Very few film adaptations succeed in capturing the emotion and the imagination that a book can communicate, but Ender’s Game does so as faithfully as one might hope. Asa Butterfield’s acting is superb, and the supporting roles of Hailee Steinfeld (as female fighter Petra Arkanian) and Harrison Ford are also exemplary. Even the minor roles of Ender’s classmates and family are perfectly cast. Butterfield commands the screen with his combination of vulnerability, intensity and resilience. He masterfully conveys both the strength and the empathy required of the role, and if not for his youthful appearance, he could pass for an undersized adult.

While the acting and the emotion are ultimately what propel the film, the futuristic setting is also beautifully and intricately crafted.  Director Gavin Hood and his production designers surrounded the Battle Room with panoramic windows so that the cadets get a full view of outer space as they float at zero gravity. True to the book, the battle sequences offer a thrilling and immersive, but chilling simulation of real-life war. The training games are a fusion of laser tag and quidditch in space, and one might at once compare the Battle School to West Point and “Hogwarts in the sky.”

Equally clever are the video game dream sequences, in which the characters are transformed into realistic CG animations, and reality and fantasy converge. The CG effects are stunningly elegant. One can never know whether the animated horrors represent simple spectacle or a true portrayal of Ender’s circumstance.

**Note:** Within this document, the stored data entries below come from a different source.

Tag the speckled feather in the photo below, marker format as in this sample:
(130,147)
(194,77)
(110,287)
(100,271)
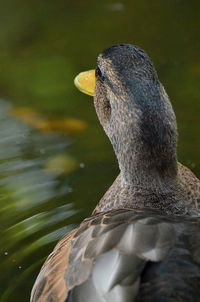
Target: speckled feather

One critique of the film is that some deaths are downplayed or implied, rather than confirmed.  For a story that poses complex questions about just war, responsibility and righteous leadership, it is unnecessary to mitigate the realities of such a war, and including these deaths would have strengthened the movie. Incorporating these scenes could have helped the film convey its underlying message—that violence divorced from empathy is destructive and useless. Yet perhaps the director used this uncertainty to emphasize the ignorance of a hero kept unaware of his true circumstances.

Indeed, what is most disturbing in the film is the way that young children are compelled to make decisions about leadership, loyalty, life and death that no one at such an age should have to make. They must face the pressure of choosing between their ambition, the praise of adults and their own moral principles.

Among the pantheon of trendy films about children fighting in wars, it is tempting to dismiss Ender’s Game as just another addition to the genre. But more than an action-packed spectacle about precocious children who rebel against corrupt authorities, the movie is contemplative artistry asking legitimate questions about just war, the value of unknown life forms and the morality of violence apart from compassion. Audience members will come for the dazzling special effects and brilliant acting, but the film’s staying power lies in its subtle delivery of questions that haunt and challenge.